All of us (who have not yet been directly affected by a climate disaster) are going to work as usual and simply living our normal lives, for the most part. We need to, because we our normal lives are what we have right now. Most us will almost certainly have them next year, and the year after that, with diminishing probabilities as the years go by. So we still need to shop for groceries, pay our bills, and live our lives.
And so we live in the No Climate Change World, even though we know that the other world, the World With Climate Change, is there. At the same time, we live in the World With Climate Change, where we fret about it and probably do what we can to alter our normal routines to mitigate it. (If only everyone else would do what we do!)
Some of us put some portion of our time and energy into tyring to fix climate change, whether through activism, scientific research, concrete projects, maybe prayer, or writing dumb articles like this.
For most of us who need to or choose to spend a lot our time in the No Climate Change World, constantly freting about the crisis would not be productive for us or for the world. To the extent we can, we tend to push climate change into the background or even to our subconscious while we live in the No Climate Change World. We can do this with a clear conscious because we know that we will also spend time in the World With Climate Change, whether we want to or not.

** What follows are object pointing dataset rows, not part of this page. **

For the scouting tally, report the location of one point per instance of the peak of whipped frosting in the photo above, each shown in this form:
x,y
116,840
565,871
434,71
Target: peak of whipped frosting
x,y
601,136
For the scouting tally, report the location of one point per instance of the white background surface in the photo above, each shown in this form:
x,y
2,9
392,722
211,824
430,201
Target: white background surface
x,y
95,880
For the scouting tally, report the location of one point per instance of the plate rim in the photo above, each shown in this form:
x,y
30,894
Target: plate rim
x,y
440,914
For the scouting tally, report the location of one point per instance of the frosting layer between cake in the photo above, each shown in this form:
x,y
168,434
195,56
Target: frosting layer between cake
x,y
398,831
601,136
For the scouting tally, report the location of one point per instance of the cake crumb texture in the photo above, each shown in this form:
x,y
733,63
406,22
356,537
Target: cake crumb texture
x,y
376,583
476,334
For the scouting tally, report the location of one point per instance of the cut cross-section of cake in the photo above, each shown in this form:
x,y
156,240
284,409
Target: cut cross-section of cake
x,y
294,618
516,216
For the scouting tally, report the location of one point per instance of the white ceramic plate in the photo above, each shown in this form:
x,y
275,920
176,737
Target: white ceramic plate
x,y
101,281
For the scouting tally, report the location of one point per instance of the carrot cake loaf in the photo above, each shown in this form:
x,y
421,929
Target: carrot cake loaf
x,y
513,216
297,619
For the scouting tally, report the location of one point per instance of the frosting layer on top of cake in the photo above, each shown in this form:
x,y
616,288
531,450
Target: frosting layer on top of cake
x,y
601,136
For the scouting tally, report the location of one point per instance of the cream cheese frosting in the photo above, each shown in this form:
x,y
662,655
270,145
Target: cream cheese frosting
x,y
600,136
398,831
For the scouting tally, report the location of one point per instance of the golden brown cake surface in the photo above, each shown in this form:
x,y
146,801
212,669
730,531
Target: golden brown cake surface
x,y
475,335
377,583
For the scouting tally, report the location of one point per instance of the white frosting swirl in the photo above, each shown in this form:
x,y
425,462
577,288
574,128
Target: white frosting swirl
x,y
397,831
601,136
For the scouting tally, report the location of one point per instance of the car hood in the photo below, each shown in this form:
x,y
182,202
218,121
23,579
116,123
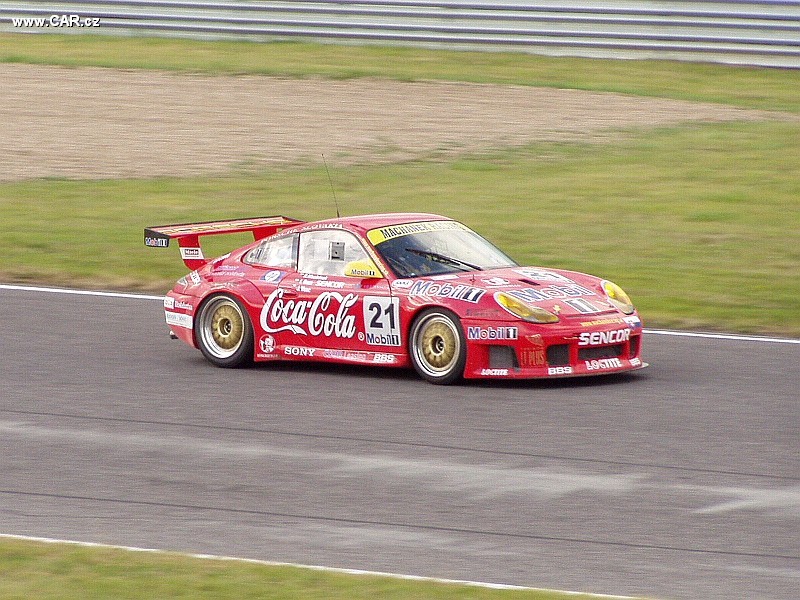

In other words, we compartmentalise, a healthy and productive strategy for coping with life.
Another reason that we live in the No Climate Change World is that we cannot think of any meaningful, useful actions to take in the World With Climate Change. At least, that is a reason for me.
Sure, some people are full-time climate activists, but I don’t see that moving the needle. I certainly don’t see my joining them as moving the needle.
Some people are purposefully planning and acting to survive the coming climate apocalypse by prepping, forming self-sustaining communities, moving to somewhere they expect to have better climate outcomes, or buying property for their eventual getaway when necessary. Good for them! I don’t know why everyone isn’t doing something along those lines.
But I do know why I’m not: because I am not planning to survive.
So what else would I do, besides living in the No Climate Change World? Fuck my pool boy? (Note to self: Put in a pool and hire a pool boy.)